Fx, Fy, T = sp.symbols('F_x, F_y, T')
mg, th = sp.symbols('mg, theta')

# Fx - cos(th) T = 0
eq1 = sp.Eq(Fx - sp.cos(th)*T, 0)

# Fy + sin(th) T = mg
eq2 = sp.Eq(Fy + sp.sin(th)*T, mg)

# sin(th) T = mg/2
eq3 = sp.Eq(2*sp.sin(th)*T, mg)

sol = sp.solve([eq1, eq2, eq3], [Fx, Fy, T])
print(sol)

{F_x: mg*cos(theta)/(2*sin(theta)), F_y: mg/2, T: mg/(2*sin(theta))}

from IPython.display import display, Math

for item in sol.items():
    display(Math(sp.latex(item[0]) + " = " + \
            sp.latex(sp.simplify(item[1]))))        # Formats the ouput using LaTex (or its web versions KaTex in VS Code and MathJax in a browser) - a typesetting system

\[\displaystyle F_{x} = \frac{mg}{2 \tan{\left(\theta \right)}}\]

\[\displaystyle F_{y} = \frac{mg}{2}\]

\[\displaystyle T = \frac{mg}{2 \sin{\left(\theta \right)}}\]

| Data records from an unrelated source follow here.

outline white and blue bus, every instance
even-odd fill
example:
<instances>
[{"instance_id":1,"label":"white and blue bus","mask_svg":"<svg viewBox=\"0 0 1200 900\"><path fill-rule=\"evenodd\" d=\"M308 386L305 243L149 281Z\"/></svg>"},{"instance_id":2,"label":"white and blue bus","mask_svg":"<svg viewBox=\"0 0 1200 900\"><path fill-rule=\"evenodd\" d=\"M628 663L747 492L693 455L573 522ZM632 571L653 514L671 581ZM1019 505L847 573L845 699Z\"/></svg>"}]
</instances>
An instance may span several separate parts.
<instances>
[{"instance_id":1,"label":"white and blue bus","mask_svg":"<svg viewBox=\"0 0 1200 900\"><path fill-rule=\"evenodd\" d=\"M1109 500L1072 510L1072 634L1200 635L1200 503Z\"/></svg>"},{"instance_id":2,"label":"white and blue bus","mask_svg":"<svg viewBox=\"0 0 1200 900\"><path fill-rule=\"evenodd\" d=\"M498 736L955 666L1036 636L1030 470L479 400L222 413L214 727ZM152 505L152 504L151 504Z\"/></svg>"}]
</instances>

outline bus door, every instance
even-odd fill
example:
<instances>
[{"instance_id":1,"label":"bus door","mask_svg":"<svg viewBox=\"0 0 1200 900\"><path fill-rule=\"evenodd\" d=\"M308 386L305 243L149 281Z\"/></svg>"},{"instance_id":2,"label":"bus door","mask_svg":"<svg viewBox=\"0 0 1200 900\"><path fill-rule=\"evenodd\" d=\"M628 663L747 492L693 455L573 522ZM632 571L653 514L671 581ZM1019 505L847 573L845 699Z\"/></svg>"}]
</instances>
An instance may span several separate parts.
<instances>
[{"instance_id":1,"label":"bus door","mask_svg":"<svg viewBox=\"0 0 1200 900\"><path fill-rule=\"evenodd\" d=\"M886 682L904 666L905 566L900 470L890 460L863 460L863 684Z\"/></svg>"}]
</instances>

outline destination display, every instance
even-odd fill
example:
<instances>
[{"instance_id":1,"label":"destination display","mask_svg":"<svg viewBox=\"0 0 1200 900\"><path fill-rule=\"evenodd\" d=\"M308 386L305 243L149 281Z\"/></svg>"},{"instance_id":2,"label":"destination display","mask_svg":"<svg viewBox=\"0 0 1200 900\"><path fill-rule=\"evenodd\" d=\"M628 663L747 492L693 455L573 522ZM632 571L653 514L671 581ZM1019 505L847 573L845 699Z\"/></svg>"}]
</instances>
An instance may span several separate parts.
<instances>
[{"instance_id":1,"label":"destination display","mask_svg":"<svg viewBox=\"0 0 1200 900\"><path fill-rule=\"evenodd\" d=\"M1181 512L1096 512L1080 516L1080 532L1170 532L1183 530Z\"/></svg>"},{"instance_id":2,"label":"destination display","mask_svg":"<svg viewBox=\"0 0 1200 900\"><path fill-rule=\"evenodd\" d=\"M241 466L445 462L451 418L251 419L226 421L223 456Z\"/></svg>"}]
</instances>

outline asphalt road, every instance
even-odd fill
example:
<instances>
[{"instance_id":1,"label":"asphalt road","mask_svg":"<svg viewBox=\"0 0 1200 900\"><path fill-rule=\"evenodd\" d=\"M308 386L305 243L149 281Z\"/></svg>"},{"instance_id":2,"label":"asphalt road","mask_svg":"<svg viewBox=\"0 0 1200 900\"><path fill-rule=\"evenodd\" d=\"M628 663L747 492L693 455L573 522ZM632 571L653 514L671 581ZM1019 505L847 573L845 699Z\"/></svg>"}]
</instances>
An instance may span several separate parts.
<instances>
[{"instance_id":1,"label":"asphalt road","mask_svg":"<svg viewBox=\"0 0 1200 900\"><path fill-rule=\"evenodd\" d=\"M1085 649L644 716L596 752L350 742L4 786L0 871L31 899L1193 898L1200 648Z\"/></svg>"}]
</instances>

• sp.simplify - simplifies the symbolic expression

for item in sol.items():
    num_val = item[1].subs(((mg, 1000), (th, np.pi/6))) # Input is a dictionary or a sequence
    print(f"{item[0]} = {num_val:.2f}")

F_x = 866.03
F_y = 500.00
T = 1000.00

• var.subs method takes a dictionary or sequence of 2-tuples as input and substitutes the symbols with numeric values

• var.evalf method numerically evaluates symbolic expressions

Integration and Differentiation in Sympy

• Use the diff and integrate functions

  • diff can also perform partial derivatives

expr = y*x**2 + x*y**y + 1
expr

\[\displaystyle x^{2} y + x y^{y} + 1\]

x_diff = sp.diff(expr, x)
x_diff

\[\displaystyle 2 x y + y^{y}\]

y_diff = sp.diff(expr, y)
y_diff

\[\displaystyle x^{2} + x y^{y} \left(\log{\left(y \right)} + 1\right)\]

x_int = sp.integrate(expr, x)
x_int

\[\displaystyle \frac{x^{3} y}{3} + \frac{x^{2} y^{y}}{2} + x\]